Steve C
Platinum Member
Yep, a lot of doctors figure if you smoke, that's the cause of ALL your health problems, and if you don't smoke, then it's because you've overweight, and if you aren't overweight, then they have no idea what could be wrong.
Second hand smoke? Yeah, terrible stuff. My mother grew up with a father who chain smoked roll your own Prince Albert cigarettes, then married my dad who smoked all his life. I guess it was conditioning because she said she liked the smell of the smoke, tried a cigarette once in her life and liked it, but decided it wouldn't be worth the cost, so she never smoked. And she died in 2006 at the age of 85. No one else on either side of my family ever lived to be that old. And she did not have lung cancer.
Second hand smoke is terrible stuff. Everyone who smokes isn't going to die of lung cancer, only a small percentage of them are. Heart disease will probably get most of them first.
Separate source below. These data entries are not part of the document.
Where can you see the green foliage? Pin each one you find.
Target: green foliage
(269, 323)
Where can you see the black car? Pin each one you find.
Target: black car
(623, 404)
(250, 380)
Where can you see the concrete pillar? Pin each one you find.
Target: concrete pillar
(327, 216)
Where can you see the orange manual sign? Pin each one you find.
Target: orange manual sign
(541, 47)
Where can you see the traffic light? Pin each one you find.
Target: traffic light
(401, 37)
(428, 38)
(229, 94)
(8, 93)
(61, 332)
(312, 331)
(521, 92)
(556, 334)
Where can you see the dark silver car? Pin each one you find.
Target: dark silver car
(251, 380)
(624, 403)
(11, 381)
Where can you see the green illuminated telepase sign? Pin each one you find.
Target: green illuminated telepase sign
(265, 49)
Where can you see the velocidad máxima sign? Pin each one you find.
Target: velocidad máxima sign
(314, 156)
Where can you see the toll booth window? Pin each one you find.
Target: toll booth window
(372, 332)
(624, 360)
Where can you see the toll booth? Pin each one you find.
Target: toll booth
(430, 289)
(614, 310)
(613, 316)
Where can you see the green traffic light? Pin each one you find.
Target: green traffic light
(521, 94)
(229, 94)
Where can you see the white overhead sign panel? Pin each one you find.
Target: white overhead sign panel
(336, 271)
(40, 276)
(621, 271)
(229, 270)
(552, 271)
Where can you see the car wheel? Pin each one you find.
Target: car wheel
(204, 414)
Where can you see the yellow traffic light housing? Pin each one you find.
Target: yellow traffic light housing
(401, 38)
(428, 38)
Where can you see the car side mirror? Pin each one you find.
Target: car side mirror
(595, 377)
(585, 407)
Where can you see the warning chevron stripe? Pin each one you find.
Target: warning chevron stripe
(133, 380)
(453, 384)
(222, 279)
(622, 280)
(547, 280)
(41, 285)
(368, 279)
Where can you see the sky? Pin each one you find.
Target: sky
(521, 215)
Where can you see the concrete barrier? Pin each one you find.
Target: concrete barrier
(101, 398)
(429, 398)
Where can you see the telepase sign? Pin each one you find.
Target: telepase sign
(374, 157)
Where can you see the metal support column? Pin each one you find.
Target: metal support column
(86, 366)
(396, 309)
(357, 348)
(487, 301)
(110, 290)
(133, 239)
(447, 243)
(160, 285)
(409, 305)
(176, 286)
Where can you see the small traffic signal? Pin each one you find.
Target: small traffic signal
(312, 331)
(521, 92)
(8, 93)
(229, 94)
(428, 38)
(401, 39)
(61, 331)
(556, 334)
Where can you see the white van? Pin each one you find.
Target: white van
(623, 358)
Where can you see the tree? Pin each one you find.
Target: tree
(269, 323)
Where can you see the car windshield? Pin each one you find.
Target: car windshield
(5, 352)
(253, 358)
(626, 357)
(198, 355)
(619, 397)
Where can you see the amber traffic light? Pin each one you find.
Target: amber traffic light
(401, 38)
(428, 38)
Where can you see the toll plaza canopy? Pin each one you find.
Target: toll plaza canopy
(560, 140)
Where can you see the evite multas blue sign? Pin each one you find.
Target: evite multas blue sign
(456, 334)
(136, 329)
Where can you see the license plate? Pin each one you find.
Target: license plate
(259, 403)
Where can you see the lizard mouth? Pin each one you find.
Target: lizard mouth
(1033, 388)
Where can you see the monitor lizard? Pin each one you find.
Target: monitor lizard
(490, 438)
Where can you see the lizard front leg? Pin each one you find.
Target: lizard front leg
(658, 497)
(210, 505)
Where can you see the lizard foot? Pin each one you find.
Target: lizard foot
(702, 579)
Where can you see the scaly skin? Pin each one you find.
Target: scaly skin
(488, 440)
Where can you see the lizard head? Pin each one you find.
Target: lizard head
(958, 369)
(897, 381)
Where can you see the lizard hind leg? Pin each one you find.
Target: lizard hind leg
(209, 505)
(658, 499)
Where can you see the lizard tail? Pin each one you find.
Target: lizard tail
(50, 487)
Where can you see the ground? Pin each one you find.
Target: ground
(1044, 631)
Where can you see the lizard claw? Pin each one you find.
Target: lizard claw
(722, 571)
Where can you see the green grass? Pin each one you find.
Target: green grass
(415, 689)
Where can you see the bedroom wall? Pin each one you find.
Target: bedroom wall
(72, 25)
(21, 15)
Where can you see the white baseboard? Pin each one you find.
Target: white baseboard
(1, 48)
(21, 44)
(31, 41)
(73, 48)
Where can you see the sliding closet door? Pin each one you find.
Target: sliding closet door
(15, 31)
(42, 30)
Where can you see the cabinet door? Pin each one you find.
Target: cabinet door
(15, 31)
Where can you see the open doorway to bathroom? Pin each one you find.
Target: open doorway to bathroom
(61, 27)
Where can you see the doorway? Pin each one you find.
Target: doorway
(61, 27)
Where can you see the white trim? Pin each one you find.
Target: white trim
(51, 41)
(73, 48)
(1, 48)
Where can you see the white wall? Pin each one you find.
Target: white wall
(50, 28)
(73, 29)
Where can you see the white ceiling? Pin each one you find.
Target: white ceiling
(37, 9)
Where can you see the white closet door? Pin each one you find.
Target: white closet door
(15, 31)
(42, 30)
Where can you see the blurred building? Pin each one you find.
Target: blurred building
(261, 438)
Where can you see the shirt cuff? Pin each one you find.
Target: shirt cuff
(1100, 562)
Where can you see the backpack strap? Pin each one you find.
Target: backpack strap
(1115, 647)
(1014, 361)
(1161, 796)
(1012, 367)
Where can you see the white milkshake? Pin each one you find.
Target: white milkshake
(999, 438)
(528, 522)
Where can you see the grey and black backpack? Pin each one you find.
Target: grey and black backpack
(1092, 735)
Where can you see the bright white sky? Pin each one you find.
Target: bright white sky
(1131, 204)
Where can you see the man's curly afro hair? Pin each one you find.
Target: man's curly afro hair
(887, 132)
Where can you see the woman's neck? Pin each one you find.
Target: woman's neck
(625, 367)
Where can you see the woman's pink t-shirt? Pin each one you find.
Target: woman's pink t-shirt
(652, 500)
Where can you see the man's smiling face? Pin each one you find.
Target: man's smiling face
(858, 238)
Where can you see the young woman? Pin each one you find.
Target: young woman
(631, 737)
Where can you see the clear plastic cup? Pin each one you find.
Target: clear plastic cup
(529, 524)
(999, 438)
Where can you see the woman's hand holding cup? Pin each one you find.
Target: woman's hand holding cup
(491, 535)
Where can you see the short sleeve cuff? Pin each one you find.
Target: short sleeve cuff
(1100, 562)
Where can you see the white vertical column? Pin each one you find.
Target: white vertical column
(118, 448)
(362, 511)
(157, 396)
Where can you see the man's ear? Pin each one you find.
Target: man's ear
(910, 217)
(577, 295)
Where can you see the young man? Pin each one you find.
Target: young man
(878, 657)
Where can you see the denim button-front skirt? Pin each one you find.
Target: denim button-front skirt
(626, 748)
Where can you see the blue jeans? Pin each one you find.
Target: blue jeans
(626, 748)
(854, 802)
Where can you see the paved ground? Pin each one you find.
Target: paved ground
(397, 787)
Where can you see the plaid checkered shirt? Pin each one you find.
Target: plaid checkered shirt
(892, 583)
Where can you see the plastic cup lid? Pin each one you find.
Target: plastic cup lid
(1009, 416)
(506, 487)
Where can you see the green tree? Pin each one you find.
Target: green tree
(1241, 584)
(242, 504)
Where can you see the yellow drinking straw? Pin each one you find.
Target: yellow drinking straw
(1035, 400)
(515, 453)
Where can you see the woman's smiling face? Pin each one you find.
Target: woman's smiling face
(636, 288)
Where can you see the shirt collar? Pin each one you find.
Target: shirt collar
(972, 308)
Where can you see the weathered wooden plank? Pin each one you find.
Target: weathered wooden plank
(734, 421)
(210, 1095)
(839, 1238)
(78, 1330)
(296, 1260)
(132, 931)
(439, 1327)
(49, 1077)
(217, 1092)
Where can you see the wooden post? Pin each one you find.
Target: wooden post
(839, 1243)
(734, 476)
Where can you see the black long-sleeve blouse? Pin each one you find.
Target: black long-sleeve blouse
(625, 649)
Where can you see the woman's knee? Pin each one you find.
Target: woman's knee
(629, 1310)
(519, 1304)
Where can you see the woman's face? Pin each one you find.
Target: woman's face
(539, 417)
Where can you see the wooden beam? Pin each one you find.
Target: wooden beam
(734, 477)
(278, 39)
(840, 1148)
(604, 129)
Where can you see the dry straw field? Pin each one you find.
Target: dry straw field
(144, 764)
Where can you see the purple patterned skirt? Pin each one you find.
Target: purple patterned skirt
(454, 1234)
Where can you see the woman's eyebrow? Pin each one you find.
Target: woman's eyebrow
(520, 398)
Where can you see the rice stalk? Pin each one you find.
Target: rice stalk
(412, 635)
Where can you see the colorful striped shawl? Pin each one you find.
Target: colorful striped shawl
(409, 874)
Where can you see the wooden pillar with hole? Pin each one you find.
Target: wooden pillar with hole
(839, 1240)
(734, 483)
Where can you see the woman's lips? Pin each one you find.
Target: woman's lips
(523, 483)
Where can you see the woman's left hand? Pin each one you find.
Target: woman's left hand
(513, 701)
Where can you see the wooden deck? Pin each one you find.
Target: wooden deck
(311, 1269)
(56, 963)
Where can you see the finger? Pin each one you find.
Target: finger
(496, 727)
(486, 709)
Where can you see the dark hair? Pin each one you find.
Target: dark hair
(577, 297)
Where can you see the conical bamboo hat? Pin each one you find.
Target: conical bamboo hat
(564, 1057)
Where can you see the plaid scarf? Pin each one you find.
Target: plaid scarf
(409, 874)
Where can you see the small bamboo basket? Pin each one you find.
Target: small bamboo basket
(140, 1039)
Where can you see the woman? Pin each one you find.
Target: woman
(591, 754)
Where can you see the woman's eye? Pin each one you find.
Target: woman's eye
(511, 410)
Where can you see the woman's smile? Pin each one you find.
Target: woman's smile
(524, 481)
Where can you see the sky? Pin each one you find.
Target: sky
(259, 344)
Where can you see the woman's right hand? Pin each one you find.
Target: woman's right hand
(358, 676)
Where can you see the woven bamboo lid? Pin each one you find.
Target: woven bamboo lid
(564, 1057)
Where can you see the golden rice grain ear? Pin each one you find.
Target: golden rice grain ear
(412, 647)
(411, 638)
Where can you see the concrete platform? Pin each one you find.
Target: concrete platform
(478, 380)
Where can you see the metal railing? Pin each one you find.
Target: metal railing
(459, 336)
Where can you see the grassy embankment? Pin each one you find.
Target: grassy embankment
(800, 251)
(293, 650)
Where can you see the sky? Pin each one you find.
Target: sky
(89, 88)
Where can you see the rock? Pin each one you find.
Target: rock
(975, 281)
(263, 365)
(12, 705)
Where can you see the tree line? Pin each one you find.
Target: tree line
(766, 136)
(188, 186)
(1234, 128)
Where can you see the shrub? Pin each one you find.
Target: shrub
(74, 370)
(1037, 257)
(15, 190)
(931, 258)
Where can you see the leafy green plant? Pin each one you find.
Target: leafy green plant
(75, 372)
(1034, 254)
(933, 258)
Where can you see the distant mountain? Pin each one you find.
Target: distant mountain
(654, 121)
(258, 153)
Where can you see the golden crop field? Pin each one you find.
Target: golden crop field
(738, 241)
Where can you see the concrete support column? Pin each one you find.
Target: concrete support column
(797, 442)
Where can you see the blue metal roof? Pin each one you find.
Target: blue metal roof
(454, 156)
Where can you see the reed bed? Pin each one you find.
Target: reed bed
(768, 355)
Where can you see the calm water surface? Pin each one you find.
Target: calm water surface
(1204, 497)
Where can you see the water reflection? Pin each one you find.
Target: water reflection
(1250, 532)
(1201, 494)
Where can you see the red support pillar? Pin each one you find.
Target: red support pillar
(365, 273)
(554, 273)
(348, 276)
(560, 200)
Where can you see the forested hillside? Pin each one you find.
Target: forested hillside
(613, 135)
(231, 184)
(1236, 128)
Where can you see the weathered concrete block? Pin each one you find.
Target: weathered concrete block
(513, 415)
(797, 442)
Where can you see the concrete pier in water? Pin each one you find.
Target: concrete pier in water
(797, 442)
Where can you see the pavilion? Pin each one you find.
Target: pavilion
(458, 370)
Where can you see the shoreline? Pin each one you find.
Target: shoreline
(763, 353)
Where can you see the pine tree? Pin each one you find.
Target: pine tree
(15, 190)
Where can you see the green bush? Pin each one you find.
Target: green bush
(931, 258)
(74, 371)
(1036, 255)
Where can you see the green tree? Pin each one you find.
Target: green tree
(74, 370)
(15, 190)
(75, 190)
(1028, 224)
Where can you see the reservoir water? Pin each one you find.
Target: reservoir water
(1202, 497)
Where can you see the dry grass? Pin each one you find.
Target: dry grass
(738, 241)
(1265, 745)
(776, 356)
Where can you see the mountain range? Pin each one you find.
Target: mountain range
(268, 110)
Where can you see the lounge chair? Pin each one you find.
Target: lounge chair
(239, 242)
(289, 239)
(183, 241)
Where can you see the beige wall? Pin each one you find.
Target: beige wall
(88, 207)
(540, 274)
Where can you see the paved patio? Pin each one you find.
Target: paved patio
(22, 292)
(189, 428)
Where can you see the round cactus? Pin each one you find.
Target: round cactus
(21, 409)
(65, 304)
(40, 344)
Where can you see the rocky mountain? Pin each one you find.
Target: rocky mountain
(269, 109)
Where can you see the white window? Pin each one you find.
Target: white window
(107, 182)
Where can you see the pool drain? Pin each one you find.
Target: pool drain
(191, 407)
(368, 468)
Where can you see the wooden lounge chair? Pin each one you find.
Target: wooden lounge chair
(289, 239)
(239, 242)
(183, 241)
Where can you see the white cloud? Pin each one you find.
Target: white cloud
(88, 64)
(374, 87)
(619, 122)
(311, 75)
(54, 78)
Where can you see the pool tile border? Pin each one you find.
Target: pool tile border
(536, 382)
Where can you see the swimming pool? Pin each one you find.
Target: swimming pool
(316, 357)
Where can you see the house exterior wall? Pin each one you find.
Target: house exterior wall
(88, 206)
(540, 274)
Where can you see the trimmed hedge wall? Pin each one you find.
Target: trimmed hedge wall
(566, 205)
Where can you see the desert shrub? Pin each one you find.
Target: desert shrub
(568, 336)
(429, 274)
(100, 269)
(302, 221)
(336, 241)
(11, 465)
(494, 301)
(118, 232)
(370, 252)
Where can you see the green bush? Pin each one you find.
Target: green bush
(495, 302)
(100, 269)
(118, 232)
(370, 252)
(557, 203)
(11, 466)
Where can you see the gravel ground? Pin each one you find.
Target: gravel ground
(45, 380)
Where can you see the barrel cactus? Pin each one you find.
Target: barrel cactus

This applies to those who smoke second hand also. By the time our generation gets old we have so much crap in our bodies that isn't by nature supposed to be there it is hard to point at one cause and say "ah ha" that is the stuff that made him sick!. We have inhaled smoke from trash fires containing every concievible plastic product ever made, perhaps our neighbors are burning treated wood scraps in their wood burners. In factories we have been exposed to all kinds of chemicals and airborne hrdrocarbons in solvents that we have inhaled and ingested in small quantities over the years. Much of the information linking exposure to toxic substances with disease wasn't discovered untill it was to late for many people. A good friend of mine has recently been diagnosed with a rare form of lukemiea that has been linked to Benzene.
It isn't a nice way to die.
Years ago he worked at a refinery and was exposed to Benzene almost every day for several years, before anyone knew it was bad for you.
So did he develop the lukemiea from the exposure at the plant? It is impossible to say, but "the Department of Health and Human Services has determined that benzene causes cancer in humans. Long-term exposure to Benzene in the air can cause leukemia, cancer of the blood-forming organs."
The chemical industry no longer permits its workers to be exposed to Benzene at the work place.
Knowing this would you expose yourself to Benzene every day of your life if you could easily avoid it?
I sure wouldn't. The risk is very small, everybody who is exposed isn't going to die from it, only a small percentage will. Am I in that percentage? I dunno! If there is no benifit to me being exposed (for instance It isn't involved in my earning a living and supporting a wife and kids, no one is paying me to do it) why would I choose to breathe Benzene?
The same Center for disease control also says this about Benzene.
A major source of benzene exposure is tobacco smoke.
I choose to limit my exposure to things that have been proven to be harmfull to people. I avoid stepping in front of moving vehicles and I avoid injesting or breathing substances that have been proven to have the capacity to cause slow agonizing death.
A friend and co-worker of mine, Fred Corenet of Pittsford Michigan died a couple years ago at a very young age with lung cancer. It took him a very long time to die. He left a wife and 3 kids. Did he smoke? Yes. He also worked in a manufacturing environment where he was exposed to many solvents over the years. He also lived his entire life in an area that has a high Radon gas concentration. Did he spend a lot of time as a kid playing in the basement in our long Michigan winters just soaking up Radon? I don't know. The only thing I know for sure is that it makes good sense to learn from our past experiences.